Appena più tardi vide la stanza in cui si trovavano. La tappezzeria non ne era troppo nuova, ma i mobili, date quelle scale, quel corridoio e i vestiti della madre e della sorella, sorprendentemente ricchi, tutti dello stesso legno, noce, il letto coperto di un drappo con larga frangia, in un canto un vaso enorme con alti fiori artificiali e di sopra, sulla parete, aggruppate con grande accuratezza, molte fotografie. Del lusso insomma.

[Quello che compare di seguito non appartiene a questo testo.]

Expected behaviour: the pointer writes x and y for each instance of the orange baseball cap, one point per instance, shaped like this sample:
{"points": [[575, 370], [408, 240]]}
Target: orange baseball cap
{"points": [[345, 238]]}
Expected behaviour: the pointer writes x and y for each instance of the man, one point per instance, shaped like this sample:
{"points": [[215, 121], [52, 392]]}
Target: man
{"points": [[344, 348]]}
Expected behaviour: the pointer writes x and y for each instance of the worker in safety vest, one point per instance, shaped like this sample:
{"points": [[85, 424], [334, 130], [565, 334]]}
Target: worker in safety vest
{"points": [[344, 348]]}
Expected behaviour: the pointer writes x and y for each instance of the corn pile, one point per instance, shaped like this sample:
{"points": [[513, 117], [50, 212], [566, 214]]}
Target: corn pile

Egli guardò le fotografie. Un vecchio che s’era fatto fotografare in posa di grand’uomo, appoggiato a un fascio di carte. Emilio sorrise. — Il mio santolo — presentò Angiolina. Un giovanotto vestito bene ma come un operaio in festa, una faccia energica, uno sguardo ardito. — Il santolo di mia sorella, — disse Angiolina, — e questo è il santolo del più giovine dei miei fratelli, — e fece vedere il ritratto di un altro giovanotto più mite e più fine dell’altro.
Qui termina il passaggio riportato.